As I near the start of the Olympic National Forest, the view changes. Here, the landscape is unexpectedly shorn of trees. The area along the highway has been logged and replanted, but in the distance, I can see the white-capped peak of Mount Olympus rising into the gray sky.
There are hardly any mailboxes along the road, and the few homes I see are mobile or manufactured, set back on clear-cut lots with no hint of landscaping. Perhaps this place can’t be clipped and claimed and domesticated; it can only be taken by force and held onto by luck.
Amanda Park is a quaint town on the shores of Lake Quinalt.
Neither of which I recognize. I drive up and down the streets but nothing is familiar, so I return to the highway and continue north.
A sign welcomes me to Queets. I follow the old, poorly maintained road toward the town and through it. Nothing is familiar.
Back out on the highway, I take a sharp turn to the right, and there is the Pacific Ocean. Endless gray water, dappled by a sprinkling of rain; white, roaring waves. I pull off to the side of the road again and get out.
The driftwood is exactly as I remember it. So are the wind-sculpted trees. Only the sand is different. On my beach night, I stood in ankle-deep California pale gold sand to dance with Daniel.
In reality, the sand, like the sky and the sea today, is a shade of gray.
The entire coast is a riotous band of emerald green—huge bushes and stunted trees and mammoth ferns. I recall from my reading that it is the longest wilderness coast left in the world. Then, I was captured by the word “coast.” Now, standing here, I see the word that matters is “wilderness.”
As I get back into my car and drive back onto 101, I am tangled in my own emotions. Amazed by the parts of my dream that were accurate, and heartened by them, and disturbed by the pieces that were wrong.

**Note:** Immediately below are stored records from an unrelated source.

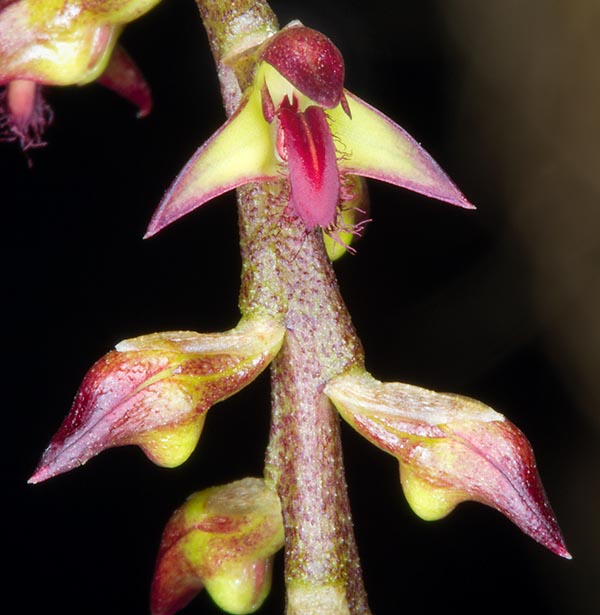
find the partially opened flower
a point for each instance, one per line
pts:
(222, 539)
(62, 42)
(154, 391)
(297, 121)
(450, 449)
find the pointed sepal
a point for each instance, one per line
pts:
(222, 539)
(154, 391)
(241, 151)
(374, 146)
(450, 449)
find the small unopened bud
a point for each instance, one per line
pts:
(222, 539)
(450, 449)
(154, 391)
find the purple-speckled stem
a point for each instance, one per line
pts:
(287, 275)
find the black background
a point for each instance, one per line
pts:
(441, 298)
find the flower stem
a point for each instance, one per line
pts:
(286, 275)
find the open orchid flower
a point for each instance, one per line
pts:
(450, 449)
(155, 390)
(297, 121)
(62, 42)
(222, 539)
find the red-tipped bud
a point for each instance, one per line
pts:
(154, 391)
(223, 539)
(450, 449)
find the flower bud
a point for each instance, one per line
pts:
(450, 449)
(154, 391)
(223, 539)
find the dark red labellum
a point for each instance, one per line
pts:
(307, 145)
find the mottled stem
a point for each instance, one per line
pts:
(286, 275)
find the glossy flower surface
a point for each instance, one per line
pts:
(63, 42)
(154, 391)
(222, 539)
(450, 449)
(298, 122)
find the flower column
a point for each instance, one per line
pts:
(286, 273)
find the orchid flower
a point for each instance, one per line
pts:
(296, 120)
(297, 146)
(62, 42)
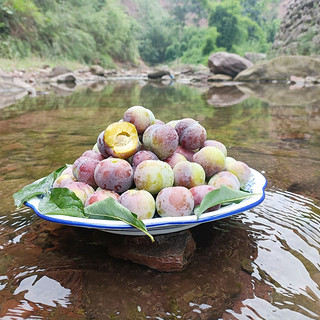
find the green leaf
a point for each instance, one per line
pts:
(221, 196)
(38, 187)
(111, 209)
(62, 201)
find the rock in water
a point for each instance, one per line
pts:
(228, 63)
(169, 252)
(159, 74)
(282, 69)
(59, 70)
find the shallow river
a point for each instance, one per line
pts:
(260, 264)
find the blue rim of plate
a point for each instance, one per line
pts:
(257, 184)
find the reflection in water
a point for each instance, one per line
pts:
(44, 290)
(261, 264)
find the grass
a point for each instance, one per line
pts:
(33, 63)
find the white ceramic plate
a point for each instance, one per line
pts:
(257, 184)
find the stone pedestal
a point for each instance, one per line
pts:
(169, 252)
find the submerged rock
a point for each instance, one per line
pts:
(282, 69)
(12, 89)
(169, 252)
(225, 96)
(59, 70)
(159, 74)
(228, 63)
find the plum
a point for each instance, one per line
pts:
(193, 136)
(121, 140)
(65, 177)
(174, 202)
(81, 190)
(83, 168)
(241, 170)
(142, 155)
(140, 202)
(191, 133)
(114, 174)
(224, 178)
(140, 117)
(199, 192)
(153, 175)
(188, 154)
(161, 139)
(217, 144)
(174, 159)
(101, 145)
(211, 159)
(188, 174)
(101, 194)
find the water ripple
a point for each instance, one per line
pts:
(286, 230)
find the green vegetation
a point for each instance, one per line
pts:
(102, 32)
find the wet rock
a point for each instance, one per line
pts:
(63, 89)
(12, 89)
(225, 96)
(64, 78)
(97, 70)
(228, 63)
(255, 56)
(169, 252)
(158, 74)
(281, 69)
(59, 70)
(219, 78)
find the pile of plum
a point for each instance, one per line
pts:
(149, 166)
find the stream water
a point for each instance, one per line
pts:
(260, 264)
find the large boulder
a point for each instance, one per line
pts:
(12, 89)
(59, 70)
(228, 63)
(281, 69)
(225, 96)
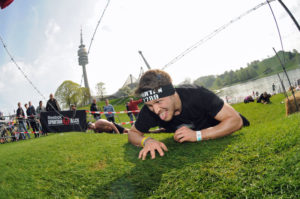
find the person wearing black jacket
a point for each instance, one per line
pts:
(52, 104)
(97, 116)
(31, 116)
(22, 127)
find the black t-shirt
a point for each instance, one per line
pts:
(199, 107)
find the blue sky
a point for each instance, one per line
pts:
(43, 37)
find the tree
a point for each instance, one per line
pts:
(100, 89)
(68, 93)
(125, 91)
(85, 96)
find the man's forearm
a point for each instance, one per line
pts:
(135, 137)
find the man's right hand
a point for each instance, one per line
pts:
(150, 146)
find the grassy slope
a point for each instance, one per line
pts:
(258, 161)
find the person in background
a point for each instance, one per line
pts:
(109, 108)
(264, 98)
(103, 125)
(22, 127)
(248, 99)
(1, 116)
(273, 89)
(130, 115)
(27, 121)
(52, 104)
(31, 117)
(73, 107)
(38, 111)
(94, 108)
(133, 106)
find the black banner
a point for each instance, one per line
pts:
(66, 121)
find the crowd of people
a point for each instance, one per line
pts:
(27, 121)
(109, 125)
(263, 98)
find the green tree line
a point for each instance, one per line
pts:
(254, 70)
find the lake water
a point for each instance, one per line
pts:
(238, 92)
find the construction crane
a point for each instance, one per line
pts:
(148, 66)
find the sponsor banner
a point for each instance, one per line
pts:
(65, 121)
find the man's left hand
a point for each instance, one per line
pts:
(185, 134)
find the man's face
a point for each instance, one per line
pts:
(163, 107)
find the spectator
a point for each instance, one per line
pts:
(248, 99)
(109, 108)
(1, 116)
(40, 109)
(73, 107)
(52, 104)
(22, 127)
(94, 108)
(133, 106)
(27, 121)
(130, 115)
(274, 89)
(31, 117)
(264, 98)
(102, 125)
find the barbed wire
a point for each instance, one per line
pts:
(20, 69)
(211, 35)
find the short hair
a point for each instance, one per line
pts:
(152, 80)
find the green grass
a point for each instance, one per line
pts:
(260, 161)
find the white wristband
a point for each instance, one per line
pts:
(199, 135)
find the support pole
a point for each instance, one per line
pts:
(297, 108)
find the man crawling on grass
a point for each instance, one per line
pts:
(192, 112)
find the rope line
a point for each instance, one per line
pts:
(211, 35)
(98, 25)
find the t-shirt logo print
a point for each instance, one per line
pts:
(66, 121)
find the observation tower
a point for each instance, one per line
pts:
(83, 60)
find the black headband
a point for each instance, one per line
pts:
(154, 94)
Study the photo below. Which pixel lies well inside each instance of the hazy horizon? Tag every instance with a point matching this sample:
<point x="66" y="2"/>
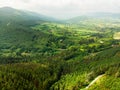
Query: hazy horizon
<point x="64" y="8"/>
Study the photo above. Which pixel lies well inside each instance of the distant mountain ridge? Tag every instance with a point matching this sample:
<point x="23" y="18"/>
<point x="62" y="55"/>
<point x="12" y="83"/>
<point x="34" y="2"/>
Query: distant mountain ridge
<point x="95" y="16"/>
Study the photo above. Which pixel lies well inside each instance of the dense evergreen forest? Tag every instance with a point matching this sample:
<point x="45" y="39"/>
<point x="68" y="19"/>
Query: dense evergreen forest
<point x="41" y="53"/>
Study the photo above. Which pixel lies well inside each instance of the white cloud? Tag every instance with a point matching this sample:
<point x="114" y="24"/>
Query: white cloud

Several more towns welcome and disappoint me. Though the landscapes are familiar, none of the towns are the one of my dreams.

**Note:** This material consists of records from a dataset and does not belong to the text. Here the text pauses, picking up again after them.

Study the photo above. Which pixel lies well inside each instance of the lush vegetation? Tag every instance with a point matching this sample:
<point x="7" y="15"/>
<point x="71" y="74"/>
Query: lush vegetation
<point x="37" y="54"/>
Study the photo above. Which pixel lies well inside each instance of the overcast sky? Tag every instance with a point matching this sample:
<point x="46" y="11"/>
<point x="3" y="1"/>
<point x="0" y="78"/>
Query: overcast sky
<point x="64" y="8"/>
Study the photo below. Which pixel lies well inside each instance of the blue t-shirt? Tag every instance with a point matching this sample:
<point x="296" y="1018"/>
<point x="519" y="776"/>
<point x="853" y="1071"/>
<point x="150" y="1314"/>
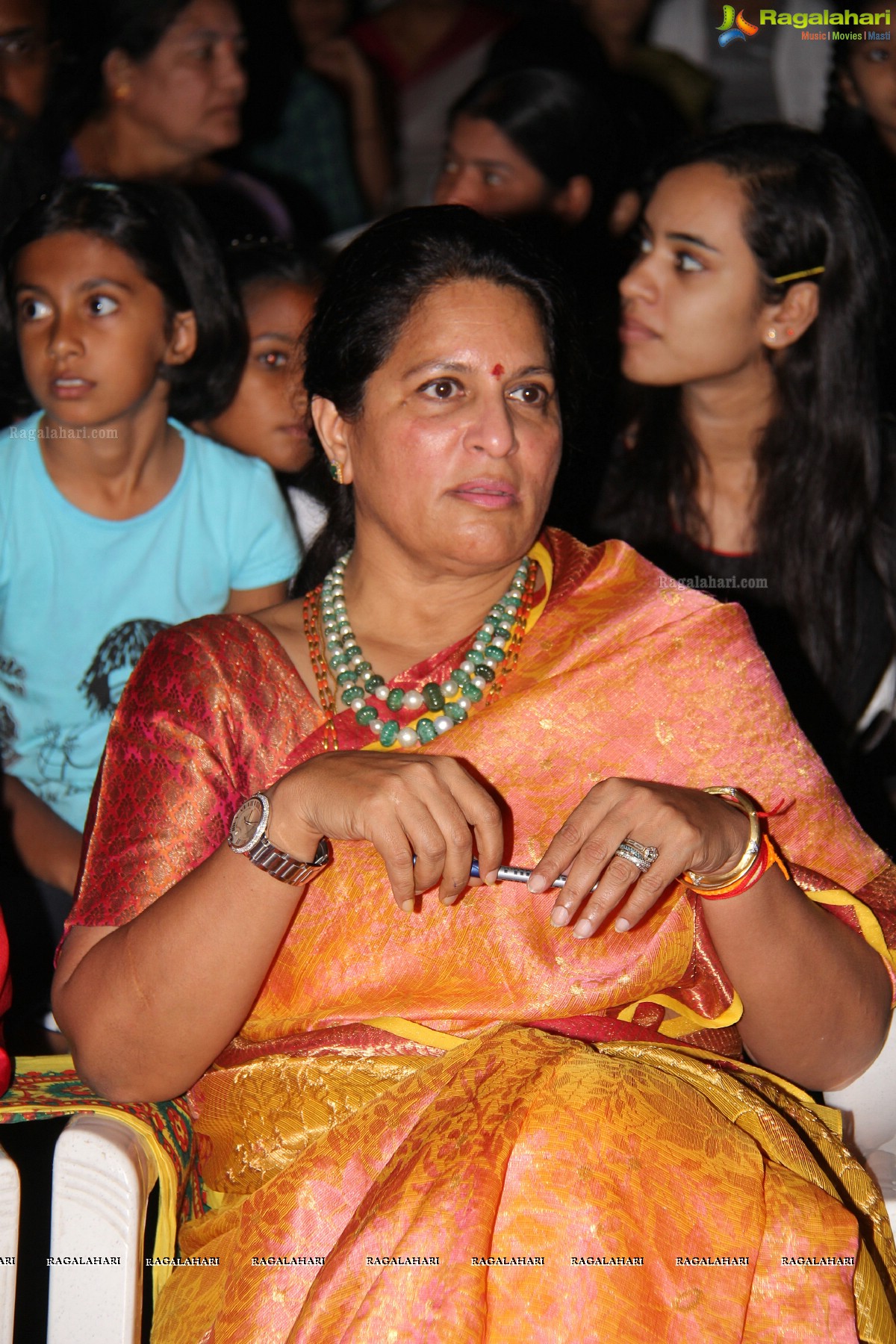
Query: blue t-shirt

As I leave the wild gray shores of the Pacific and head inland again, the landscape becomes wilder and more primitive. Here, the trees are gigantic and straight, blocking out most of the sunlight. Mist clings to the old asphalt and gives everything a mystical, otherworldly feel. I drive through town after town and find nothing that speaks to me. By late afternoon, as the golden sun sets into a cache of thick, black shadows along the roadside, my faith is beginning to fade, too.